En premier lieu, il serait en effet possible d’intégrer dans certains corps de loi un principe directeur visant à favoriser l’emploi des technologies de l’information. C’est le choix qui a été fait par le législateur en 2014 dans le contexte spécifique de la procédure civile. L’article 26 du nouveau Code de procédure civile impose expressément de privilégier les moyens technologiques, sous certaines réserves et limites. Une disposition équivalente en droit de la santé ne serait pas si farfelue et pourrait se lire comme suit :

 

Dans l’administration du système de santé et de services sociaux (à la place de « Dans l’application du Code »), « il y a lieu de privilégier l’utilisation de tout moyen technologique approprié qui est disponible tant pour les usagers que pour les professionnels et les établissements (à la place de « tant pour les parties que pour le tribunal ») en tenant compte, pour ces derniers, de l’environnement technologique qui soutient l’activité des établissements (à la place de « du tribunal »). »

Une faveur technologique que l’on trouve également dans le Code civil du Québec où la Loi concernant le cadre juridique des technologies de l’information a intégré plusieurs dispositions (Art. 5 ; Art. 6 ; Art. 7 ; Art. 10 ; Art. 11 ; Art. 29 et d’autres) qui visent implicitement, mais fermement, à favoriser l’admission en preuve des technologies numériques.

 

La cybersanté, un développement à favoriser par la mise en place d’un droit pluriel

En second lieu, sur le plan plus formel cette fois, il importe de prendre en considération que si la loi demeure et demeurera un outil souvent nécessaire pour insuffler des tendances, notamment par le biais des principes précités, il y a lieu de ne pas se limiter aux seules lois et règlements. Comme dans le droit des technologies, le droit de la santé gère la complexité qui lui est propre en utilisant différents « étages » normatifs. Ainsi, au-delà des normes formelles, les acteurs développent des normes, institutionnelles, contractuelles, individuelles, qui viennent préciser les engagements nécessairement généraux prévus dans les lois. Le domaine de la santé est un microcosme qui su développer abondamment des comités d’éthiques et autres structures normatives dont originent une multitude de politiques dont la portée est désormais avérée. Il s’agit donc davantage de réguler que de réglementer.

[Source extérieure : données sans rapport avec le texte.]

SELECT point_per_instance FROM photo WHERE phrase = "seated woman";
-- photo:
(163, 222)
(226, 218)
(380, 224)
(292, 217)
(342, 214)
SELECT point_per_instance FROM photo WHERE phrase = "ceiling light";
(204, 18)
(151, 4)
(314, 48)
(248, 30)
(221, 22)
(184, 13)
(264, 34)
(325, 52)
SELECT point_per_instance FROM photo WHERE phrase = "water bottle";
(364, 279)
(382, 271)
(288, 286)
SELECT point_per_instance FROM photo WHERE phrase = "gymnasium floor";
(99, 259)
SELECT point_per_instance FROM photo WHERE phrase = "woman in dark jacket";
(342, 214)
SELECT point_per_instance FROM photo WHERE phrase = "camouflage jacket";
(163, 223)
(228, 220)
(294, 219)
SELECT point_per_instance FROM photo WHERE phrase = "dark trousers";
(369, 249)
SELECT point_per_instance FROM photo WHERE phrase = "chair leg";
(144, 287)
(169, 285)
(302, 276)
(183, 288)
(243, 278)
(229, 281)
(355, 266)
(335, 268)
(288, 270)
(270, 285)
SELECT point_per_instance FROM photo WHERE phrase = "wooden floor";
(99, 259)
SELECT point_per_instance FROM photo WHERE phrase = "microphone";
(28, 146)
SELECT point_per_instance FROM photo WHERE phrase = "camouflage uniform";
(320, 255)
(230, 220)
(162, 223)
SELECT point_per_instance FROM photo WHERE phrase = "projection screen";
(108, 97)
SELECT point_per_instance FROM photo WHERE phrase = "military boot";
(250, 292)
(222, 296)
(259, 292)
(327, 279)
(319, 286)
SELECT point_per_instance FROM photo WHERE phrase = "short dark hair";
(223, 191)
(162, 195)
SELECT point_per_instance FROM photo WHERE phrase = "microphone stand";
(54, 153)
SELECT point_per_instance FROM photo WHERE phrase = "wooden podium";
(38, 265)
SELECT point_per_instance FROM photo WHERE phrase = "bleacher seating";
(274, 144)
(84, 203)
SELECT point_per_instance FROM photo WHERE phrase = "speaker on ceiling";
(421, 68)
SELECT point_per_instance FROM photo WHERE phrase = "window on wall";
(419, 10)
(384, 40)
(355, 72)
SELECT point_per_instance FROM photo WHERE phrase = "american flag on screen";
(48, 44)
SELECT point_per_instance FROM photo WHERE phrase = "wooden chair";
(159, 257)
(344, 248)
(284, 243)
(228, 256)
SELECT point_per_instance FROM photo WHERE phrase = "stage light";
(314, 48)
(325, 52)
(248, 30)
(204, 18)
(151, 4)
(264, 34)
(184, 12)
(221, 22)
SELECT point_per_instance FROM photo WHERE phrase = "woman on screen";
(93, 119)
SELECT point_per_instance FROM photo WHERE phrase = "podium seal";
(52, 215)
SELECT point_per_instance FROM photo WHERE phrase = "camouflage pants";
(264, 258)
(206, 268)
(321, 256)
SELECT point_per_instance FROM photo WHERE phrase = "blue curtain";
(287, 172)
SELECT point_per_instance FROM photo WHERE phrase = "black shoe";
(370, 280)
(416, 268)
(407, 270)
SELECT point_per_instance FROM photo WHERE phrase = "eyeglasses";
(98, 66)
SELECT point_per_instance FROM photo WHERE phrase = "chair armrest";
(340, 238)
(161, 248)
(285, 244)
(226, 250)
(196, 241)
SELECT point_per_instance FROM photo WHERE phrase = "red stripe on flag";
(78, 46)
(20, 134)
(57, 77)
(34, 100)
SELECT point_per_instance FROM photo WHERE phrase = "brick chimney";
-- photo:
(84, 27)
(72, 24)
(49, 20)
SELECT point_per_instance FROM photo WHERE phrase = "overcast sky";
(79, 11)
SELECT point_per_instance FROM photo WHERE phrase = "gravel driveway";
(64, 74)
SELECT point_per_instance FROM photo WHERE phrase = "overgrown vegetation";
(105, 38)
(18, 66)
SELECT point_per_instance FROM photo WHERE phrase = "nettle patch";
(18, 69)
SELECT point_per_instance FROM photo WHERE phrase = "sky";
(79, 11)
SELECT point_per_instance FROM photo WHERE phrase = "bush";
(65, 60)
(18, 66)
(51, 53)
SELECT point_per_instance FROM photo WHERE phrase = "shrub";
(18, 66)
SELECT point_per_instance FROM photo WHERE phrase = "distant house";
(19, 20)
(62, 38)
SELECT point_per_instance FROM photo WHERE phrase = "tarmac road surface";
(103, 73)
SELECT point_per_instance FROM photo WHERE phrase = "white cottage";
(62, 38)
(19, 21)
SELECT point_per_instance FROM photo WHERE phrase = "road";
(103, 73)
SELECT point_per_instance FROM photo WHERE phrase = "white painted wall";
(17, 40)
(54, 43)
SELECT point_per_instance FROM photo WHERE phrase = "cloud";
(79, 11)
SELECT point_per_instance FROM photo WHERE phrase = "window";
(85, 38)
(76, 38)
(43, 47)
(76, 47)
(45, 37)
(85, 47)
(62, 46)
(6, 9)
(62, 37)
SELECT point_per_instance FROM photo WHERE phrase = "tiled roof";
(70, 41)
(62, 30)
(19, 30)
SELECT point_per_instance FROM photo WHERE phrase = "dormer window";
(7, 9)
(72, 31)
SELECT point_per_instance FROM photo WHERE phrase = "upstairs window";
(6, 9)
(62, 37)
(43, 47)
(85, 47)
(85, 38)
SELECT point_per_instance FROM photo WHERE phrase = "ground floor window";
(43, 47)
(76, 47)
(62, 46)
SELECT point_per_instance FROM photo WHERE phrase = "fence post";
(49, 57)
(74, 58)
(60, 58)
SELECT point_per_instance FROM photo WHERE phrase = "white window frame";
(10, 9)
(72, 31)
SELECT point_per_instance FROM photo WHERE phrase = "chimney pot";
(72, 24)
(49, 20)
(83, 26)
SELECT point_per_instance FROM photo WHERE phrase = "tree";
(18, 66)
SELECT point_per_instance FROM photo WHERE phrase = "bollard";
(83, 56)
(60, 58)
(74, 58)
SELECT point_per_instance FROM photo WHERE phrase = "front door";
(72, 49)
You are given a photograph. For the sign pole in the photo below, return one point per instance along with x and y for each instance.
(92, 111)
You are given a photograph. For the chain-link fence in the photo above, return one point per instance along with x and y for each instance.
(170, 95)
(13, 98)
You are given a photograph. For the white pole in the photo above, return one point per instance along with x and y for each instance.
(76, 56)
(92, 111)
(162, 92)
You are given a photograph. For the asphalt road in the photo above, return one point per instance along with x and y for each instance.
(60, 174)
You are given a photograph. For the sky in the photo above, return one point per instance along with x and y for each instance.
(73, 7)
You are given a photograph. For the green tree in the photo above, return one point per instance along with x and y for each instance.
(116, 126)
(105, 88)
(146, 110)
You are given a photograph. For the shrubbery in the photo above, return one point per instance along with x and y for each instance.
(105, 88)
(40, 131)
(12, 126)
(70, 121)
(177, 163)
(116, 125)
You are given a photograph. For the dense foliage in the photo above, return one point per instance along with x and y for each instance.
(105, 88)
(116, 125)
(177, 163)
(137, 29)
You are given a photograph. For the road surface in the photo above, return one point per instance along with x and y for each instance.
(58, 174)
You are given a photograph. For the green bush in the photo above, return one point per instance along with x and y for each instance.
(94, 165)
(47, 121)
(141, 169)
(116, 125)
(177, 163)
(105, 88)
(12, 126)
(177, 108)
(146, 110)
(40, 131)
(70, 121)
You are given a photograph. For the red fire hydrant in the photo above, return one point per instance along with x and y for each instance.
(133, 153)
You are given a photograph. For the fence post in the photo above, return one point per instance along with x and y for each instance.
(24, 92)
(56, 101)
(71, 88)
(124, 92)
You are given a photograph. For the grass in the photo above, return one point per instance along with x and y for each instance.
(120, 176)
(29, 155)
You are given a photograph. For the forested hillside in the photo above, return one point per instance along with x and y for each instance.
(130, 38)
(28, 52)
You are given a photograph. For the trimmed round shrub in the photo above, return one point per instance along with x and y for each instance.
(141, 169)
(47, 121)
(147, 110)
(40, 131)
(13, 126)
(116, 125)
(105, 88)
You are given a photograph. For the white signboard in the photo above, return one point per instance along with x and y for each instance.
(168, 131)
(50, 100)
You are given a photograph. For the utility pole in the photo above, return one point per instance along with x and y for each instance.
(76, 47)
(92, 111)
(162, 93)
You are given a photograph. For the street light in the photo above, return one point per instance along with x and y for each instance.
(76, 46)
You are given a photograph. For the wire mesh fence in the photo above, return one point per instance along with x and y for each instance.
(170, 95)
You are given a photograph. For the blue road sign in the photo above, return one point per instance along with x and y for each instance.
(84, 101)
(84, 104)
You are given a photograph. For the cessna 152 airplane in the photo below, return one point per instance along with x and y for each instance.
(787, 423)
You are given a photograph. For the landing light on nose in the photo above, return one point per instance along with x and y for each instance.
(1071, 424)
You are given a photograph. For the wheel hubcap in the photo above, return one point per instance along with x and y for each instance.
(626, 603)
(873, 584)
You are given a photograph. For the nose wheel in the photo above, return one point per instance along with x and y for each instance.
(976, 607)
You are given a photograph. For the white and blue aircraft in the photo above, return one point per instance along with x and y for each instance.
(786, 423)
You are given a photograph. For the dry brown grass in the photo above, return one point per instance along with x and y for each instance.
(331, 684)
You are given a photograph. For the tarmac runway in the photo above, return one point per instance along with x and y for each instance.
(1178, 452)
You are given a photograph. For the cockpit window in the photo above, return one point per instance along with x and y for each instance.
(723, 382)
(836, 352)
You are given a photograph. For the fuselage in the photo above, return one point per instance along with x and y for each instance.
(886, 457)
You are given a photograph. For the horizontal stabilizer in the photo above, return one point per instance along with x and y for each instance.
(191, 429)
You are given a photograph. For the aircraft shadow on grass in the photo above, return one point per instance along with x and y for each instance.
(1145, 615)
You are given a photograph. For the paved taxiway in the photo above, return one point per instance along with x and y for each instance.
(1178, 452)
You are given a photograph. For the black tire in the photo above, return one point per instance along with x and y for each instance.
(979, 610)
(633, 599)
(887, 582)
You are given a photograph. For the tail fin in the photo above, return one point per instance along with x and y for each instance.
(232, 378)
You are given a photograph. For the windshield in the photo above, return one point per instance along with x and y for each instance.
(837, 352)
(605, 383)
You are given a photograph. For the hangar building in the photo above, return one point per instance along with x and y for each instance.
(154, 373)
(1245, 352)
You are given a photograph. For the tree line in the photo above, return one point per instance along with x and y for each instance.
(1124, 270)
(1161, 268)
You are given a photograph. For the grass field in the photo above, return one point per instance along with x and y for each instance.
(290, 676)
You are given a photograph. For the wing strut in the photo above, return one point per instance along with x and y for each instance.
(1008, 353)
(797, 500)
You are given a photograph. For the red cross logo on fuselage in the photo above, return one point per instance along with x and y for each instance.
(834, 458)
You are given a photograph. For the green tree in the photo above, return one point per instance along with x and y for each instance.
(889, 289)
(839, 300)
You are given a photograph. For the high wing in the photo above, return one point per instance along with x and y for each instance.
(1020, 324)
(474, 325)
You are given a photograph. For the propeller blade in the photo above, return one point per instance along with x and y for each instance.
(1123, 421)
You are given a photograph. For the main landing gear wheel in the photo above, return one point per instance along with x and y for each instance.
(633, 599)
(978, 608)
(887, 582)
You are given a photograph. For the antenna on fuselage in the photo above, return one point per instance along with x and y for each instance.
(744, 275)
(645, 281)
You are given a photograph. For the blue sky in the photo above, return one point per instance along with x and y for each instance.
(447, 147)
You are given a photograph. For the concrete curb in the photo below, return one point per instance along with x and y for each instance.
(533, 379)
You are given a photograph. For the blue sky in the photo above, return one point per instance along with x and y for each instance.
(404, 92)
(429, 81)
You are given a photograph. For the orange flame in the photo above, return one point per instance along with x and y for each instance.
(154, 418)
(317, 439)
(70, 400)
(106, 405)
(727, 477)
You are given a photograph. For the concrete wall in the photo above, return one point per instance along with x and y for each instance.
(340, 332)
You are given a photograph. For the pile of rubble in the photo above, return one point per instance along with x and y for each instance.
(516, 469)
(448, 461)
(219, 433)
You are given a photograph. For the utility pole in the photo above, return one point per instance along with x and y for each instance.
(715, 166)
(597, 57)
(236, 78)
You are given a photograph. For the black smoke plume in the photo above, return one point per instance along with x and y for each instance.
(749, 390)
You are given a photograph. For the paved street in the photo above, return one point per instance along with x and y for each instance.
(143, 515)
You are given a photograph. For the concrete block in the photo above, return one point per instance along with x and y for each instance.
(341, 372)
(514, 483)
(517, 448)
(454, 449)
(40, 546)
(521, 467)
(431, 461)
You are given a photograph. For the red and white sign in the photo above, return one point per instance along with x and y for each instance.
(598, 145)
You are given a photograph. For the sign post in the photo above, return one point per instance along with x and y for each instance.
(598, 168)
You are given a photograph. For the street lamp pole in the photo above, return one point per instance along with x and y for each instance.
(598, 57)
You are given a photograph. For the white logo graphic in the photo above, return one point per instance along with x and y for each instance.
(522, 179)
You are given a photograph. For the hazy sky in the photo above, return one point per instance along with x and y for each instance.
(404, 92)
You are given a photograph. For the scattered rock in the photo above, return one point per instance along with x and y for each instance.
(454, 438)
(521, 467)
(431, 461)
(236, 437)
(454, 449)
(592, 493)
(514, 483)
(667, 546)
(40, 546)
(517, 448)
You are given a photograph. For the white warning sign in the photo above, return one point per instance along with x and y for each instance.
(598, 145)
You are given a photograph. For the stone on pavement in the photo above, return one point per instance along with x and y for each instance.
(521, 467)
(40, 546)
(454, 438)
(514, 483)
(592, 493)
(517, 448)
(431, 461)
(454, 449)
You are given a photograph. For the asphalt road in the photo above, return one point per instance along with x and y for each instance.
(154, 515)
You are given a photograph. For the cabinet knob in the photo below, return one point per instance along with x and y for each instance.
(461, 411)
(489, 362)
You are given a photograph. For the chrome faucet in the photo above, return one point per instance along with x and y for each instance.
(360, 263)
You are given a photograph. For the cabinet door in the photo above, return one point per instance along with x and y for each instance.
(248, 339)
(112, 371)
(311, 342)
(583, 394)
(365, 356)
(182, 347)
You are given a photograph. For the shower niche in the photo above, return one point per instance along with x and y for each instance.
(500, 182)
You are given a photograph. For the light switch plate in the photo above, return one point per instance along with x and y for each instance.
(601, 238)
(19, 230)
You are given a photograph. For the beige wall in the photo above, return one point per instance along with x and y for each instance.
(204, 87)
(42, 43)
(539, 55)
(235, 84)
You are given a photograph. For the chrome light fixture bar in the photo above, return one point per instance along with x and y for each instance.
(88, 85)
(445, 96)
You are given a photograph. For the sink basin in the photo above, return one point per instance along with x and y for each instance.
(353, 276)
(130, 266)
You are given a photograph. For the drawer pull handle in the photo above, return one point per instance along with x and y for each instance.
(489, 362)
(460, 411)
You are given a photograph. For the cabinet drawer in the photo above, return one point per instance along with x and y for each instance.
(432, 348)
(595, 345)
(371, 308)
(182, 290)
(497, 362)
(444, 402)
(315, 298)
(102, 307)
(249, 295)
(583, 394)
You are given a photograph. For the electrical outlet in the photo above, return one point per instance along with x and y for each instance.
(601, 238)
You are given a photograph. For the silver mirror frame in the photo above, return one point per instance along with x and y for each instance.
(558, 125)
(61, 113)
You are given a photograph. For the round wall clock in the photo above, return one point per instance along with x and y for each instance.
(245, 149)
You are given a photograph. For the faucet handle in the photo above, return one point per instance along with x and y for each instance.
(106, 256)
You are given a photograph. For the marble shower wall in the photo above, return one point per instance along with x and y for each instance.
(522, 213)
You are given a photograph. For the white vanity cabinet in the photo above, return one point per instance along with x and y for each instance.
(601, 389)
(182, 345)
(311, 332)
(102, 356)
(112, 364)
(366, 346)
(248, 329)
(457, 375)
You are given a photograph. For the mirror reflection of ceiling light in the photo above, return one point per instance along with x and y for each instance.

À ce stade, fort préliminaire, un bémol important s’impose : il ne s’agit pas de favoriser les technologies de l’information « à tout prix ». Il faut en effet raisonner en termes de balance d’intérêts en s’assurant bien que les technologies contribuent au bien-être des usagers et à une bonne administration du système de santé et de services sociaux. Plus concrètement, elles doivent d’abord et avant tout augmenter la qualité des soins et services (1), assurer leur efficience (2), limiter les coûts et les délais administratifs (3), et finalement, ouvrir la voie à de nouveaux moyens de traitement (4). En fait, le mot d’ordre pourrait se résumer ainsi : moderniser sans déshumaniser.

Vous l’aurez compris, ces observations préliminaires (pour ne pas dire exploratoires) doivent se poursuivre et être validées, tant sur le plan théorique que pratique. Plus précisément, ces quelques lignes constituent un « projet de projet » que nous (Chaire de recherche du Canada sur la culture collaborative en droit et politiques de la santé et Chaire Wilson) souhaitons développer dans les mois à venir, avec nos partenaires du Centre of Genomics and Policy de l’Université de McGill sur la numérisation des services de santé. Néanmoins, et quoi que pleinement conscient que le domaine doit encore être pavé, nous croyons à la fois aux potentialités que les technologies sont susceptibles d’offrir mais aussi à celles que le droit, vu largement, peut apporter.

Ce contenu a été mis à jour le 18 août 2015 à 15 h 40 min.